Luckily for savers in this low interest rate environment, the Australian share market is home to a large number of quality dividend shares offering generous yields.
Three dividend shares that I would buy this week are listed below. Here's why I like them:
Super Retail Group Ltd (ASX: SUL)
I think that this retail group would be a great option for investors in search of dividends. Super Retail has continued to grow its bottom line at a solid rate in FY 2019 despite the tough trading conditions being faced by retailers. In the first half the company posted an 8.9% increase in normalised net profit after tax to $81.6 million thanks partly to the strong performance of its outdoor segment. And with the company starting the second half strongly, I expect it to deliver a solid full year result. This is likely to put it in a position to increase its dividend, which currently provides investors with a trailing fully franked 5.9% yield.
Sydney Airport Holdings Pty Ltd (ASX: SYD)
One of my favourite dividend shares on the ASX is the operator of Sydney Airport. I believe it is well-placed to grow its profits at a solid rate over the next decade thanks to increasing global tourism, its position as the main gateway into Australia, and its near-monopoly status. Overall, I believe this will allow the Sydney Airport board to continue increasing its dividend for many years to come. At present its shares offer a trailing 4.9% dividend yield.

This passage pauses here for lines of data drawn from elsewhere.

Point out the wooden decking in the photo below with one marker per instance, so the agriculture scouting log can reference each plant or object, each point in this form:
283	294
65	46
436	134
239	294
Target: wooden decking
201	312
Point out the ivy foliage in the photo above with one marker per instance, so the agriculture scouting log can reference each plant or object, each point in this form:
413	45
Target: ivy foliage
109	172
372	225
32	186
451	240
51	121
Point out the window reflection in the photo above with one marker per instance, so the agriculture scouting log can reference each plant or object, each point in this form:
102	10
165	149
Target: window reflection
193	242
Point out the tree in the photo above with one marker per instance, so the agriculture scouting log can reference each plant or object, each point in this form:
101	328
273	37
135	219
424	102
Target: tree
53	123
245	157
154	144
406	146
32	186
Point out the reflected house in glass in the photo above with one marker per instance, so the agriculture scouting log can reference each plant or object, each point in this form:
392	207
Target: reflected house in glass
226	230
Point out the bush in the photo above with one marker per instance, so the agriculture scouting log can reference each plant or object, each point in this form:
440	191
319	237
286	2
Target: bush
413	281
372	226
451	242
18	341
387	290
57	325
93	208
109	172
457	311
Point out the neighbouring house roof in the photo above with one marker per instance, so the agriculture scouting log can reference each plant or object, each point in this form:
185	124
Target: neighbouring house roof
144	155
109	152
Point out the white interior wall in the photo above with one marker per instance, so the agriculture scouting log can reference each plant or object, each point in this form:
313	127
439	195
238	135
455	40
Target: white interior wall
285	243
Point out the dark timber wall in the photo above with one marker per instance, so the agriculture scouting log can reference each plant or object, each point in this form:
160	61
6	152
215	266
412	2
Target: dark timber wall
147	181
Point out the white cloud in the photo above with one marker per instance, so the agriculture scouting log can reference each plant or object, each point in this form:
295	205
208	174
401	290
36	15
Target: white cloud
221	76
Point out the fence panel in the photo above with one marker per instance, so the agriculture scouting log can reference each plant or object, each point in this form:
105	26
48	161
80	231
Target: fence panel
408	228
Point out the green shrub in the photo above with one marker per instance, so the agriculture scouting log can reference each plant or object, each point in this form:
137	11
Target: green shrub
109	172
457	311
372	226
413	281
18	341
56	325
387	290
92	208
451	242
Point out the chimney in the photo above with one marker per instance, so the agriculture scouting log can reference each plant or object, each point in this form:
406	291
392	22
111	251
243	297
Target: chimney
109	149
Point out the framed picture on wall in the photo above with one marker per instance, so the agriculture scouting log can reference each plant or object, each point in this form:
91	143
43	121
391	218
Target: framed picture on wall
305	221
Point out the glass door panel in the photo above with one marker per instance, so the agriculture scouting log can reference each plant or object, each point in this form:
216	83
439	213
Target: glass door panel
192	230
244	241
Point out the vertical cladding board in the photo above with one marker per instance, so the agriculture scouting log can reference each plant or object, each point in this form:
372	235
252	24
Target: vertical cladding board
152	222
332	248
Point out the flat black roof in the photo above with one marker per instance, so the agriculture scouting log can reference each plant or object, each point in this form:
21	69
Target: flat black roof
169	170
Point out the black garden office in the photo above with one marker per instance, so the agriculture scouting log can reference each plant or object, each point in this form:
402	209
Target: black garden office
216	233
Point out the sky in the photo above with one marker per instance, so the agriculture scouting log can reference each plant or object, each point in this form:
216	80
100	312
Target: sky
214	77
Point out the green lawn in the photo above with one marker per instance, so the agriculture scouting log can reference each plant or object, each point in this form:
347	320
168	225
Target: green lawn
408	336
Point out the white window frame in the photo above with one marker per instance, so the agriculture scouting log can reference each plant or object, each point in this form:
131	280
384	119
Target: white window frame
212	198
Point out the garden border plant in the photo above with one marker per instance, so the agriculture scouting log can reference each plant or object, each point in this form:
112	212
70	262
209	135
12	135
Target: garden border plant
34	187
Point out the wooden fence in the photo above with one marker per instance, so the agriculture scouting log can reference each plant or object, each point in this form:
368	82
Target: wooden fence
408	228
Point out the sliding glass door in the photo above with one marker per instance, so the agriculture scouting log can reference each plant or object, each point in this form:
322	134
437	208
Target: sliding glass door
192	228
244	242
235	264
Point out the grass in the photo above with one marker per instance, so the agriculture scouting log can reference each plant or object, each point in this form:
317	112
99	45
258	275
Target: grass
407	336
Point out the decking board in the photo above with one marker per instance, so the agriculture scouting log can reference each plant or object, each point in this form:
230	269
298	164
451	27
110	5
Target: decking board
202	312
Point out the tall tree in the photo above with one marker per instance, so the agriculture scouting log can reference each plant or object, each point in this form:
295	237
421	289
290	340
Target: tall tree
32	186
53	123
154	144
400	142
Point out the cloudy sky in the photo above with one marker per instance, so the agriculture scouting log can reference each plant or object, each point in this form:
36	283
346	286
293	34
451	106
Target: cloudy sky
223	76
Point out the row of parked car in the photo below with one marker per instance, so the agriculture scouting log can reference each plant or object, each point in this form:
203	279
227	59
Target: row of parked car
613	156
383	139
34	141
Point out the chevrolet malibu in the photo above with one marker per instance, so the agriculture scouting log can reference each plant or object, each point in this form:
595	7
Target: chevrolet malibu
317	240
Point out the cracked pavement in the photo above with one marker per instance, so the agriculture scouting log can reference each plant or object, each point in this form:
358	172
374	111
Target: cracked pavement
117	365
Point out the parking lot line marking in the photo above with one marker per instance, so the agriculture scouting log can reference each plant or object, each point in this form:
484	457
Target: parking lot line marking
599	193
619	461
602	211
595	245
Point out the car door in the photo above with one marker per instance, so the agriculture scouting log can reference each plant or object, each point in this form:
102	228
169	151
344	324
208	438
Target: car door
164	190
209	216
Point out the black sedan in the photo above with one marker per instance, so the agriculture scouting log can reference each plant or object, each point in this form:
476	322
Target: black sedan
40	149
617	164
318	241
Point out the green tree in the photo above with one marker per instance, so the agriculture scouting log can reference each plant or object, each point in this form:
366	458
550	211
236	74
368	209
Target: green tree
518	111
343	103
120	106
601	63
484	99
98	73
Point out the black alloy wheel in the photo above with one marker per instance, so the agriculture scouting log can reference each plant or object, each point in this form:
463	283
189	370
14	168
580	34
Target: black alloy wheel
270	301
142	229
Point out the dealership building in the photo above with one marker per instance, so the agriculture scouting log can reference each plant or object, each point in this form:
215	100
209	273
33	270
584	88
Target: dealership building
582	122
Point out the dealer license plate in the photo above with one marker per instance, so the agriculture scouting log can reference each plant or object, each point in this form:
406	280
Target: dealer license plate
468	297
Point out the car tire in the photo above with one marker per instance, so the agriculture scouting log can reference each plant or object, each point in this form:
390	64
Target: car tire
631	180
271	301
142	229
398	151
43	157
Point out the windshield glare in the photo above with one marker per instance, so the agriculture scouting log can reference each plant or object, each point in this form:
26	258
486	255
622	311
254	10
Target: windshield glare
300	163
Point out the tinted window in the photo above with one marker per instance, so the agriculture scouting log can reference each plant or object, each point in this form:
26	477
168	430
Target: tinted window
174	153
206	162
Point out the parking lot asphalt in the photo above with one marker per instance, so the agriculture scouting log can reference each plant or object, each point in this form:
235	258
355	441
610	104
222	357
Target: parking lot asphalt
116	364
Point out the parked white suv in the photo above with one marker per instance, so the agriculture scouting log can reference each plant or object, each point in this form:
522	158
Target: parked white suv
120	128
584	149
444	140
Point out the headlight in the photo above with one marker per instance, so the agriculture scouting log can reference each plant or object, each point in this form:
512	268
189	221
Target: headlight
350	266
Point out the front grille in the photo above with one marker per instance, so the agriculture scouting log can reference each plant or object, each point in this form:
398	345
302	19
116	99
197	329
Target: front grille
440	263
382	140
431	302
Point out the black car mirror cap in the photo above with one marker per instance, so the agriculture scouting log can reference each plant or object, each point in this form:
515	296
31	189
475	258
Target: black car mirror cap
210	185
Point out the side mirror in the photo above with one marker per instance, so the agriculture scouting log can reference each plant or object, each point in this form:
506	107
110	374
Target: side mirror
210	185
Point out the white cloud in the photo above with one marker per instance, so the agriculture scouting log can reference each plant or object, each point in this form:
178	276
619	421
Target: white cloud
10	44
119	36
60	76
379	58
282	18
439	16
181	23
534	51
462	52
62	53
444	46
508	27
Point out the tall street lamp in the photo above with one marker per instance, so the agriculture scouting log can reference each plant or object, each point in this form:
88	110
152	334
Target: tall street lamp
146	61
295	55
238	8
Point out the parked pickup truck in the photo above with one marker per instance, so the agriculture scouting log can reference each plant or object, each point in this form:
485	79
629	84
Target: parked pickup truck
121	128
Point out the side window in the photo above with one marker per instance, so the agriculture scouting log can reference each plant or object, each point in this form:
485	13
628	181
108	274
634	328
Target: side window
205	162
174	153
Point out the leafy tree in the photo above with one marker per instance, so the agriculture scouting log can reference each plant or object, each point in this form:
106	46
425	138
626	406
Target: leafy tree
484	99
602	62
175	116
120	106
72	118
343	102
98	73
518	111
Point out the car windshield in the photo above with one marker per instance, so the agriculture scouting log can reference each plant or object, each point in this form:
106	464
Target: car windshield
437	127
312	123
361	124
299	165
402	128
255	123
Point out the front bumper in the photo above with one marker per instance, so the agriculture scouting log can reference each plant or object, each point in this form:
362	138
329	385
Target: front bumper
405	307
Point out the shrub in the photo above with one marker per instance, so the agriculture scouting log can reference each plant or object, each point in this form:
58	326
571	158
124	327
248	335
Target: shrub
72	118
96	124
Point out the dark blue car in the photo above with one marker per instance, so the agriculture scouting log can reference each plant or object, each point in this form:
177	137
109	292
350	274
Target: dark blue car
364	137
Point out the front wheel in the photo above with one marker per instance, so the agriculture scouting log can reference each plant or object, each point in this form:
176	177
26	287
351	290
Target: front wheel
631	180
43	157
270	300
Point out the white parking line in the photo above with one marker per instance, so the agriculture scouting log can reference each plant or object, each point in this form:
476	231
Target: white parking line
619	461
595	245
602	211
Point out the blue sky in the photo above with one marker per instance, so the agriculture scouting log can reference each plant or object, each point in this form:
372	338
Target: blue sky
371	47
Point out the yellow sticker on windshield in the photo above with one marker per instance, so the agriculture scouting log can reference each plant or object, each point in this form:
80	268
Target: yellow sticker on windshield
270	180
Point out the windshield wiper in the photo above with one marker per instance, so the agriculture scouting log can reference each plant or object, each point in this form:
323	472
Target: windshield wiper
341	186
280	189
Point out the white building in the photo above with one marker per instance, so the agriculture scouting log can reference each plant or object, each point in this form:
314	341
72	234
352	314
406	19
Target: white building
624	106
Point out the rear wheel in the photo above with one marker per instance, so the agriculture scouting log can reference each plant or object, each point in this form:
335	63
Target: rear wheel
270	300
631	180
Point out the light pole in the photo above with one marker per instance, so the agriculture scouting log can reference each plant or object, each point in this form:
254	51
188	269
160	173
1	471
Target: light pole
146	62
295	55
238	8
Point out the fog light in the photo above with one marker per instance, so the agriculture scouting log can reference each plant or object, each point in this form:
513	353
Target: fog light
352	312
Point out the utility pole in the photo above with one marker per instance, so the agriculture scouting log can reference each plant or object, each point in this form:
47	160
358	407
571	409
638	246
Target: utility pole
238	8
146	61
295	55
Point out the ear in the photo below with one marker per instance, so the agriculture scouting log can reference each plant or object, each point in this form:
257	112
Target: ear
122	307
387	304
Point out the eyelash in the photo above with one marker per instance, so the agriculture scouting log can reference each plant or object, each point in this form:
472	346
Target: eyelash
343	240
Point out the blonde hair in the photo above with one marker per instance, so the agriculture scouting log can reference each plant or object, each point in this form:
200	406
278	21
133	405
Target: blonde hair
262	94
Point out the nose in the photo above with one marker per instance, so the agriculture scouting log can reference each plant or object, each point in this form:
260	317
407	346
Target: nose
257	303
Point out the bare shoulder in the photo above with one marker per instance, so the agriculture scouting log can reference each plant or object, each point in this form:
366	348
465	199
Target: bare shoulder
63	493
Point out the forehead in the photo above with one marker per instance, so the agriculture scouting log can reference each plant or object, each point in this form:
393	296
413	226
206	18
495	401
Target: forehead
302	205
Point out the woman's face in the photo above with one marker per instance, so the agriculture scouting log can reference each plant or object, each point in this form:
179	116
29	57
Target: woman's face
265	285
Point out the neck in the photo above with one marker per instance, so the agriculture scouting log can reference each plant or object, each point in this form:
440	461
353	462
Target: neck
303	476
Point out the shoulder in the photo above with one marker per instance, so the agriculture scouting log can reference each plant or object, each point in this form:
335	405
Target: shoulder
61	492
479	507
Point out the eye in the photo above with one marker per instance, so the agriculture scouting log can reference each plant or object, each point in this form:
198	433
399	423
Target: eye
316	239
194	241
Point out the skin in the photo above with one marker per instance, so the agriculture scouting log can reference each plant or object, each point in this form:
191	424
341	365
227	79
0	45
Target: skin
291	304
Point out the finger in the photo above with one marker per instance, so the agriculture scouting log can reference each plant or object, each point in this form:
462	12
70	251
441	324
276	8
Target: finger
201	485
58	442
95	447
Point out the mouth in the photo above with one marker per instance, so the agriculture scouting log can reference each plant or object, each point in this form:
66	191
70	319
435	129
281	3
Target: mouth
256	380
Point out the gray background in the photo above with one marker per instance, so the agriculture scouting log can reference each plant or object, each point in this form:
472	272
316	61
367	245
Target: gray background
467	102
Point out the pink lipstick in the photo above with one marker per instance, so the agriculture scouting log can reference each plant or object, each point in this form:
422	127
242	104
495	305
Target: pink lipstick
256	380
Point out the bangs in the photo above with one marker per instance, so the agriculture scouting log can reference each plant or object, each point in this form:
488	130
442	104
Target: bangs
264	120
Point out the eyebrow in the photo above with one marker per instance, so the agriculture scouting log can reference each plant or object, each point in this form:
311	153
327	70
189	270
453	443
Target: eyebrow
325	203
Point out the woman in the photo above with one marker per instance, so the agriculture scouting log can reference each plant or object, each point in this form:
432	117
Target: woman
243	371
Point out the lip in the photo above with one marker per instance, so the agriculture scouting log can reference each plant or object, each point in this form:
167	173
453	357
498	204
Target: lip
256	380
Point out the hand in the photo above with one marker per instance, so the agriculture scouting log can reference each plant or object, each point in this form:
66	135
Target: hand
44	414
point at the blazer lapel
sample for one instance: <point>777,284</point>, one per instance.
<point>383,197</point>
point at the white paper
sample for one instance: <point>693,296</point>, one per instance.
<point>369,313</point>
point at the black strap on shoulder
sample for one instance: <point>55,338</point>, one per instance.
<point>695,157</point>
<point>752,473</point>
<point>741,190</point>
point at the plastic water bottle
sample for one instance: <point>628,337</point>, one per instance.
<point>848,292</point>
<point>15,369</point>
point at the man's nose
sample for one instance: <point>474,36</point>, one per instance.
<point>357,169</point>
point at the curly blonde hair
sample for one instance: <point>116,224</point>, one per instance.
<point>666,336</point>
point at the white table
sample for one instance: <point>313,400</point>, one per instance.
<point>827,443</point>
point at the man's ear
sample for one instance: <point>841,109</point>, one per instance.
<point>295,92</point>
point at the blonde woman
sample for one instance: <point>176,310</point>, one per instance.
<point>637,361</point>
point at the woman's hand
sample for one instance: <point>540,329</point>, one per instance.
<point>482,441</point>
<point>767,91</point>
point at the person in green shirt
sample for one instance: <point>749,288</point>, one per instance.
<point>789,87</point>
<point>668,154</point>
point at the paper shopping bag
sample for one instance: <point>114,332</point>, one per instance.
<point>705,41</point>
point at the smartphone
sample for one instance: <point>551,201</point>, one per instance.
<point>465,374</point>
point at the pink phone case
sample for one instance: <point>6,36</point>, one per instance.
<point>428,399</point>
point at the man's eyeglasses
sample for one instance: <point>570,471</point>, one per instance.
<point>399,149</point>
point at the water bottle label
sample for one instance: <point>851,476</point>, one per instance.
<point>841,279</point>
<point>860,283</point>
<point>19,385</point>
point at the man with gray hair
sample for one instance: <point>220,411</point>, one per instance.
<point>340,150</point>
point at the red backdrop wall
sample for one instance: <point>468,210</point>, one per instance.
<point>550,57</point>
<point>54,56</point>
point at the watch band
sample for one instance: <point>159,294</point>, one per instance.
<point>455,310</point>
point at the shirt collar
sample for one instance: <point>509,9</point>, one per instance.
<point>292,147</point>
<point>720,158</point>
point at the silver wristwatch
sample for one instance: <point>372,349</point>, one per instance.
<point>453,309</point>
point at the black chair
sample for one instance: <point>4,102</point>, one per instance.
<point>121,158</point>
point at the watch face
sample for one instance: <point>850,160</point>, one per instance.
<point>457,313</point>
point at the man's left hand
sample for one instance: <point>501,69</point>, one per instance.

Westpac Banking Corp (ASX: WBC)
Although it may be best to wait for Westpac's half year results next week before investing, if there are no nasty surprises in them then I think it would be a great option for income investors. The banking sector may be going through a tough time at present due to the Royal Commission and housing market downturn, but I remain confident that Westpac can still grow its underlying earnings and dividend at a modest rate over the coming years. At present its shares offer an attractive trailing fully franked 6.8% dividend.